The world’s second largest washed Arabica producing region, a territory populated by small farms operated by more than 650,000 coffee producing families. Traveling from San Agustín in the south to the remote Pitalito, Salgado visited the department of Santander where the legend of the birth of Columbian coffee culture is told. Moving to Santa Marta, Sierra Nevada on the region’s Caribbean coast, Salgado trained his lens on a boisterous local market in the town of Pueblo Bello Gamake. A first viewing of the fruits of this final stage, along with a retrospective of all previous stages, was presented at a 75th birthday celebration of illy’s founding, hosted by Berlin’s International Forum for Visual Dialogue, considered a temple of international photography.
Next on the journey was a country with gloriously marked variations in landscape, reflected in the distinct characters of coffee produced region to region. Strong notes of chocolate weave a common thread throughout. Salgado committed to film images of Atitlan Antigua and surrounding regions, capturing the growth, harvesting and processing of Arabica beans, against the backdrop of wonderfully unusual landscapes. Galleria illy in Milan hosted a preview of the phase’s finished work in 2006.
The birthplace of coffee served as third home of this journey, at once, one of the world's poorest countries, and one of its largest producers of Arabica. Here Salgado trained his lens on Yirgacheffe, the region where perhaps the world’s best Arabica coffees grows. The images had their world premier in Lingotto in Turin, in 2005.
Salgado travelled to the state of Karnataka in southern India, whose plantations of Arabica coffee grace the illy blend with full body and a light, pleasant note of bitterness. Images captured between coffee plantations (in the natural shade of tall trees of tropical fruit, nutmeg, pepper and cardamom) and large indoor areas where beans are stored, chronicle the rhythm and flow of daily life on the region’s plantations.

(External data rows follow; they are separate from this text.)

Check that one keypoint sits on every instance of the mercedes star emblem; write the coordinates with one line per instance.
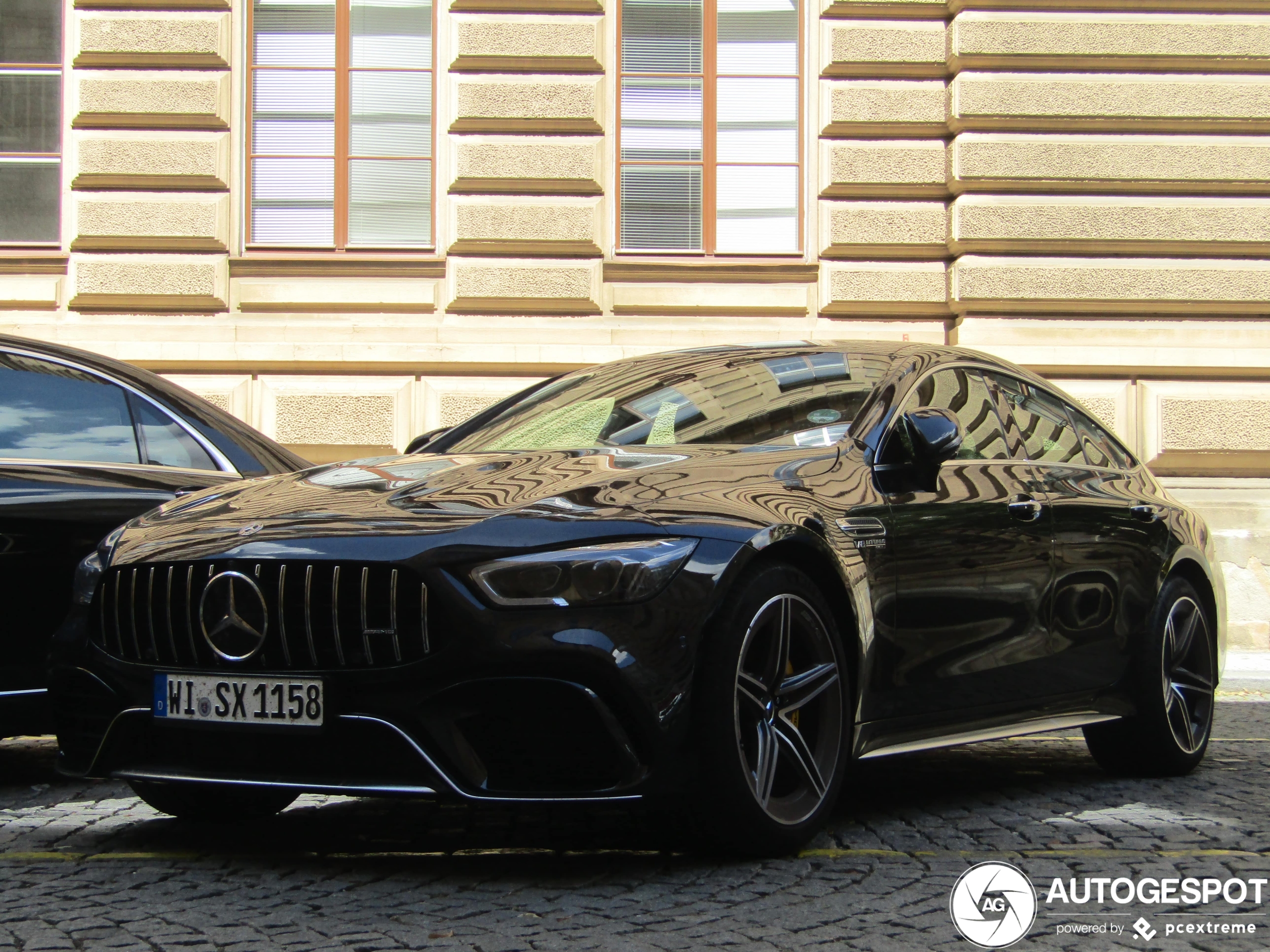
(234, 616)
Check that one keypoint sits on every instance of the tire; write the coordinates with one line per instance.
(772, 716)
(212, 803)
(1172, 682)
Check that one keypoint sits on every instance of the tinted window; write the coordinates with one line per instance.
(1100, 447)
(964, 393)
(167, 443)
(48, 412)
(1042, 421)
(774, 399)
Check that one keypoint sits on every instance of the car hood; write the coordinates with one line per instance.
(480, 501)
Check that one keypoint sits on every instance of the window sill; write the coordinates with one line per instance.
(26, 260)
(713, 269)
(336, 264)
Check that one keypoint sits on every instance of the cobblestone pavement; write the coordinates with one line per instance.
(88, 866)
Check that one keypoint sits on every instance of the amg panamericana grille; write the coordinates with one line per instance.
(319, 615)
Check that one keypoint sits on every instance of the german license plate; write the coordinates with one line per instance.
(214, 699)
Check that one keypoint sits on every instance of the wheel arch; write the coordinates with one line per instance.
(1186, 565)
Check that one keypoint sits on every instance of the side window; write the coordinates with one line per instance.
(166, 443)
(1042, 421)
(31, 122)
(1100, 447)
(964, 393)
(50, 412)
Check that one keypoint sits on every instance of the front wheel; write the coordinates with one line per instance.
(212, 803)
(1172, 683)
(772, 715)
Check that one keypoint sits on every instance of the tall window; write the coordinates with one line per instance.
(340, 139)
(710, 150)
(31, 121)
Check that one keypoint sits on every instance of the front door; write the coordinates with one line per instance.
(972, 560)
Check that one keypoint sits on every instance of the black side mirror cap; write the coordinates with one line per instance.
(936, 434)
(424, 440)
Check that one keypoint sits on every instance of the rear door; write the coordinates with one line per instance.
(972, 564)
(79, 455)
(1106, 536)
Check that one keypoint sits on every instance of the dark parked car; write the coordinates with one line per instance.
(86, 445)
(714, 577)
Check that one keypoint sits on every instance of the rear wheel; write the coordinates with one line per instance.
(772, 716)
(1172, 682)
(212, 803)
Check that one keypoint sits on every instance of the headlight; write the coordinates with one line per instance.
(592, 575)
(88, 573)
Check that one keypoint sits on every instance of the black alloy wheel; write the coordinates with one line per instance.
(1172, 681)
(776, 700)
(1188, 672)
(772, 715)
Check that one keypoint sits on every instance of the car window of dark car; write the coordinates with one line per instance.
(1043, 422)
(796, 398)
(166, 442)
(52, 412)
(1100, 447)
(963, 391)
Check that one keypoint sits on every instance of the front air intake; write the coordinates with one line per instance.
(316, 616)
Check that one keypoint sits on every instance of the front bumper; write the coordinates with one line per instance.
(556, 704)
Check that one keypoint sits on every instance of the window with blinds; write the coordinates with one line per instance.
(709, 153)
(31, 122)
(342, 132)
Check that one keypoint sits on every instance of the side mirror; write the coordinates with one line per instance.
(936, 434)
(424, 440)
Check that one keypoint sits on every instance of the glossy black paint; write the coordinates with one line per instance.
(55, 512)
(978, 597)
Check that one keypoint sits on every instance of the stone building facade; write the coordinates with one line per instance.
(351, 221)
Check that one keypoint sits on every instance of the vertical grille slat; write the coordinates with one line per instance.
(309, 617)
(172, 633)
(132, 615)
(424, 617)
(334, 616)
(384, 628)
(150, 615)
(282, 614)
(190, 621)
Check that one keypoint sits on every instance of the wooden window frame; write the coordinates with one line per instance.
(59, 67)
(709, 161)
(342, 158)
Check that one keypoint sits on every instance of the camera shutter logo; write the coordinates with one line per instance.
(994, 904)
(234, 616)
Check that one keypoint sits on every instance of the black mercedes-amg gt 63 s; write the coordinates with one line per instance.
(716, 578)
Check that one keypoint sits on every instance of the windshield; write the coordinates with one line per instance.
(770, 398)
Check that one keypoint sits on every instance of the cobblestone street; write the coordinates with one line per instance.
(88, 866)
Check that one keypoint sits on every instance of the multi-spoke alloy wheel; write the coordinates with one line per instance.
(1170, 681)
(772, 713)
(1188, 672)
(789, 709)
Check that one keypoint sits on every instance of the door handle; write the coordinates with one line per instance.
(1144, 512)
(1026, 508)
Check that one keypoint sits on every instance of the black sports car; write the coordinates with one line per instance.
(716, 577)
(86, 445)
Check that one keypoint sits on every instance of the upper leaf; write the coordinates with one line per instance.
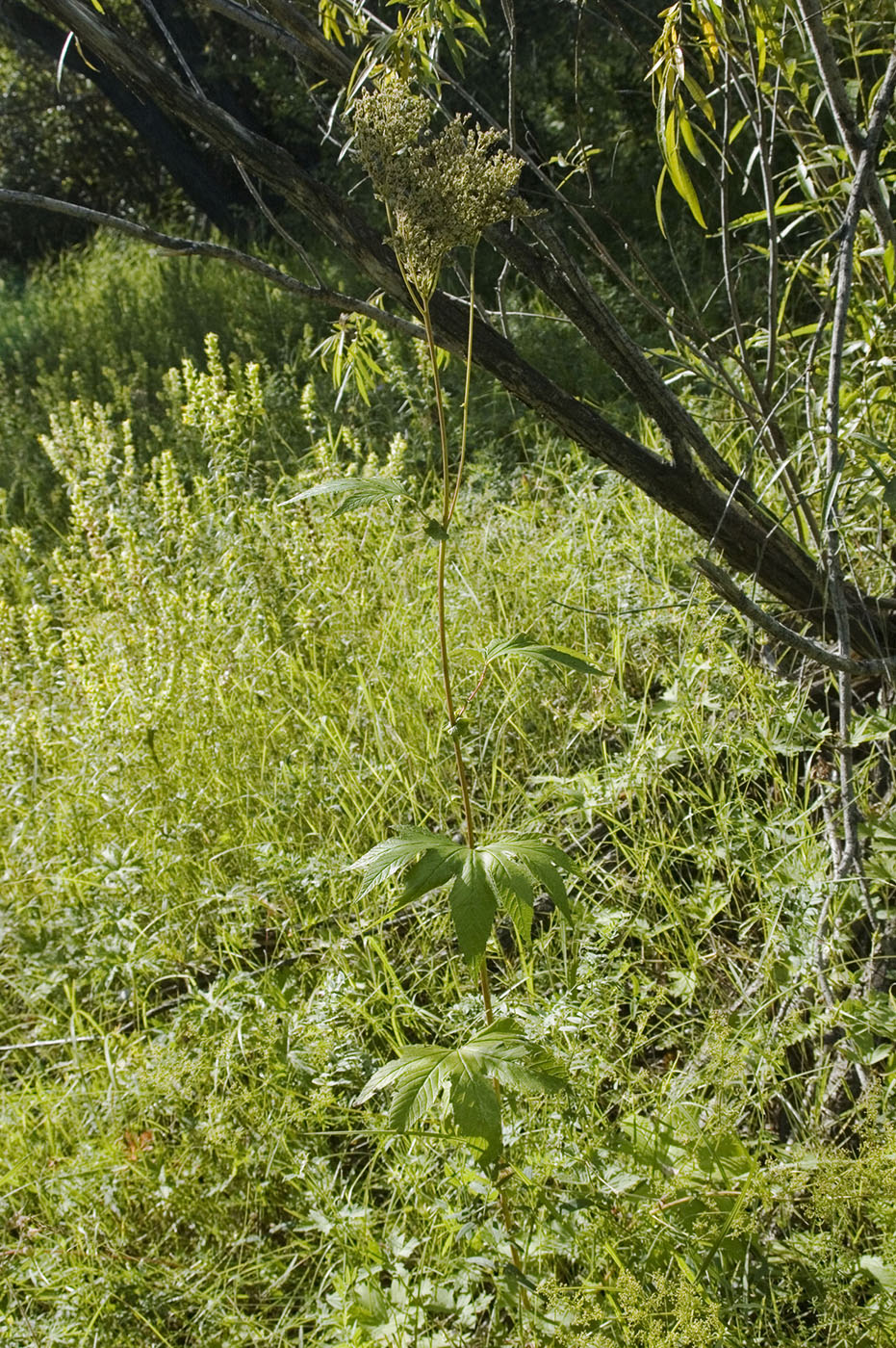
(357, 492)
(394, 853)
(477, 1114)
(474, 906)
(525, 649)
(498, 1053)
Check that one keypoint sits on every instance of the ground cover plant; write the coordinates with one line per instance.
(221, 701)
(213, 704)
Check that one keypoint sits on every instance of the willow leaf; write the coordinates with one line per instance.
(523, 647)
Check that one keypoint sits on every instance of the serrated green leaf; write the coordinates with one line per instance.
(528, 848)
(477, 1114)
(434, 869)
(474, 906)
(357, 492)
(514, 1060)
(525, 649)
(546, 862)
(512, 889)
(391, 855)
(418, 1085)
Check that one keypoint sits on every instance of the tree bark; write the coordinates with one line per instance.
(693, 482)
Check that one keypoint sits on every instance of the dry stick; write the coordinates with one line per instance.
(849, 862)
(448, 501)
(839, 104)
(174, 246)
(723, 583)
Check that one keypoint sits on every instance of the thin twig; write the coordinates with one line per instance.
(723, 583)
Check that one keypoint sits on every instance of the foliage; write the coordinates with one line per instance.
(208, 687)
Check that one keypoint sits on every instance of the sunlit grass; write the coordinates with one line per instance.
(215, 701)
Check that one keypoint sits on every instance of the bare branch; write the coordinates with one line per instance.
(198, 248)
(724, 585)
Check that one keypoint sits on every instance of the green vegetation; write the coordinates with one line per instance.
(218, 697)
(437, 909)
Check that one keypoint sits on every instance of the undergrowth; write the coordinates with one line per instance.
(215, 700)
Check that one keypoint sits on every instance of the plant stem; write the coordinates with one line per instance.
(448, 501)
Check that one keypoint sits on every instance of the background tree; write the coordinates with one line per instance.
(707, 58)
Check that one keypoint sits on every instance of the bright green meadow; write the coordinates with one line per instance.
(218, 697)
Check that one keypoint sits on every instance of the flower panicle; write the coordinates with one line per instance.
(444, 189)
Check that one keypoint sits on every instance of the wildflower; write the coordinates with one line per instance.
(441, 191)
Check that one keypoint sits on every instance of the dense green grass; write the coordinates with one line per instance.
(216, 698)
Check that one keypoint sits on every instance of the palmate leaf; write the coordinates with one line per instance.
(523, 647)
(395, 853)
(499, 1053)
(357, 492)
(543, 860)
(474, 906)
(477, 1115)
(501, 873)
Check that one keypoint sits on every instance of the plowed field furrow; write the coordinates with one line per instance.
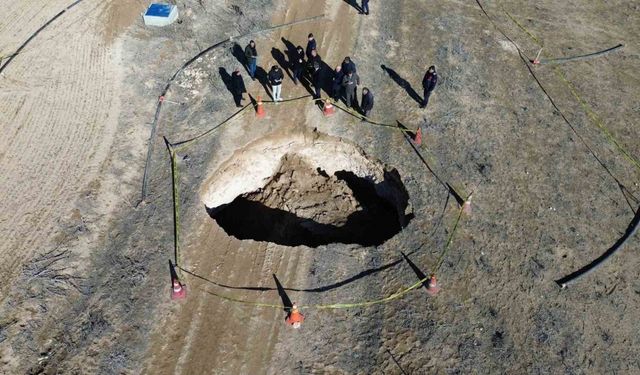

The captivating black and white images were first presented at the Chapelle de l'Humanité in Paris in 2004.
The country chosen for the journey’s first steps is the world leader in coffee productionand home to the first illy Award for Quality Coffee, now a 20-year program. From Zona da Mata in the state of Minas Gerais to the state of Espirito Santo, Salgado’s initial images reveal the rituals of green coffee harvesting, capturing the beauty of the earth and the dignity of farmers who work it. The Auditorium in Rome played host to the images’ first public viewing in 2003.